Methadone on QT Interval
It is known that methadone, a long-acting synthetic opioid, prolongs the QTc interval in patients with opioid addiction . One previous study suggested that a QTc of > 500 ms was observed in 2% of patients who used > 100 mg of methadone per day, and sudden cardiac death associated with methadone use has been reported at a dose of 29 mg per day . These findings demonstrate that lethal arrhythmias could occur within a wide dose range. In contrast, one study indicated that significant QT prolongation was infrequent in pediatric patients with cancer . The safety of prescribing methadone to cancer patients remains unclear. If the QT interval is within 450–500 ms, methadone may be initiated or continued with frequent monitoring. For methadone-maintained patients with QT prolongation more than 500 ms, a risk minimization strategy should be strongly considered . In the current study, QT and QTc were slightly, but not significantly, prolonged. The current results suggest that low doses of methadone might not significantly prolong the QT or QTc.
Effects of Methadone on Cardiac Repolarization
Several studies have shown that increased QTD was associated with arrhythmogenicity. QTD and the QTD ratio (divided by cycle length and expressed as a percentage) in patients with acute myocardial infarction exhibiting ventricular fibrillation were significantly higher relative to those observed in patients with unstable angina . It has been reported that methadone led to modest increases in QTD and TpTe [5, 8]. The TpTe was associated with increased mortality (a cut-off value of 100 ms) . Moreover, prolongation of the TpTe interval was independently associated with sudden cardiac death when the QTc was normal or not measurable . In the present study, methadone prolonged TpTe, but not QTD, 2 months after treatment initiation (> 100 ms). Generally, QTD indicates the spatial dispersion of cardiac repolarization, whereas TpTe expresses the transmural dispersion of repolarization. Previous study indicated that TpTe could reflect local repolarization . Although the interpretation of these conflicting results remains uncertain, we hypothesize that these results arise owing to the following reasons: (1) sample size was inadequate to detect the spatial dispersion of cardiac repolarization; (2) we did not have multiple TpTe measurements that are required to detect the accurate transmural inhomogeneity; (3) TpTe was more easily influenced by QT prolongation than QTD. In terms of QT prolongation, TpTe/QT or TpTe/QTc may be more sensitive than TpTe. The present study emphasizes that even low doses of methadone might prolong the TpTe. Therefore, the possibility of arrhythmogenicity during the treatment of cancer pain using methadone should be considered.

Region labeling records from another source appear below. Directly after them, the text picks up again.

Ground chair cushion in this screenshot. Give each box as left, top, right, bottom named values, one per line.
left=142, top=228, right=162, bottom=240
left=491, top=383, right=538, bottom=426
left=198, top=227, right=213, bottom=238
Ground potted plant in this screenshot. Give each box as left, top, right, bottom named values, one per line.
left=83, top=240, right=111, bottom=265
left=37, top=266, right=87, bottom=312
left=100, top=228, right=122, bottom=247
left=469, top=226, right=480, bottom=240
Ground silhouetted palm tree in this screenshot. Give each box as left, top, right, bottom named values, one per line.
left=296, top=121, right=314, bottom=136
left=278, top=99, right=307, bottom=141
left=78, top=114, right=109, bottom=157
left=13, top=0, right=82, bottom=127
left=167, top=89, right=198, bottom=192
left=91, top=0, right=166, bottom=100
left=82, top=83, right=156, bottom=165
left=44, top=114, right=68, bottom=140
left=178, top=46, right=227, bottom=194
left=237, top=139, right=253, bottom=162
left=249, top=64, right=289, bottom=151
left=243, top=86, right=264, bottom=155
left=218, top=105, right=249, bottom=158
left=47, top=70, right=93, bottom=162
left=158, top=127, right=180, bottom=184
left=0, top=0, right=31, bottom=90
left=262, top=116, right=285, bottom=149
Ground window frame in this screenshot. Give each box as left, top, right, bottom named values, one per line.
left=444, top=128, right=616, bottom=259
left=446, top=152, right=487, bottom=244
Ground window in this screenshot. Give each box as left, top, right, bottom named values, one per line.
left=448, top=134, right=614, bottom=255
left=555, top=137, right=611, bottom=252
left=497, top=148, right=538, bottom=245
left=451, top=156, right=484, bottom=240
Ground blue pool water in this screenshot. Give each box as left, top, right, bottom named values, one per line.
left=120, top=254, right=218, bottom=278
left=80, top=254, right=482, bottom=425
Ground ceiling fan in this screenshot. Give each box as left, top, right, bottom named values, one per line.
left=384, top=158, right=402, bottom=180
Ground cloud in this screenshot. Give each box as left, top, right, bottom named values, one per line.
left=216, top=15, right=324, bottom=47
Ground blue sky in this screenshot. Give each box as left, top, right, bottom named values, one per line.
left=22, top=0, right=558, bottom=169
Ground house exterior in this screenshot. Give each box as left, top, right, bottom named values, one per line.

There was no significant correlation between QT, QTc, QTD, or QTcD, and methadone dose. With respect to TpTe, there was no significant correlation between TpTe/QT or TpTe/QTc and methadone dose. In contrast, TpTe was significantly correlated with each dose of methadone. These contradictions might arise owing to the inadequate sample size of this study. Further study is essential for evaluating the correlation between cardiac repolarization and methadone dose. We suggest that the consideration should be given to discontinue the methadone-maintained patients with TpTe more than 100 ms.
Methadone has been approved in Japan since 2013. It is a comparatively novel opiate, therefore there is limited knowledge regarding the use of methadone in Japanese cancer patients. In the current explorative study, only a small sample of 19 patients was available. Unlike in other countries, there is no established treatment for opioid addiction. Moreover, the use of methadone is still restricted to refractory cancer pain in Japan. Therefore, the consumption of methadone did not increase compared to other countries. In addition, this study was a single-center, retrospective, observational study. To clarify the influence of methadone on cardiac repolarization, further analysis via multi-center prospective studies is essential.
It has been suggested that some cancer types may affect the QT interval. In the univariate logistic regression analysis, breast cancer and gastrointestinal cancer and their supportive drugs could affect QT prolongation . It is likely that the QT interval was affected by the peculiarity of cancer type in several cases in our study.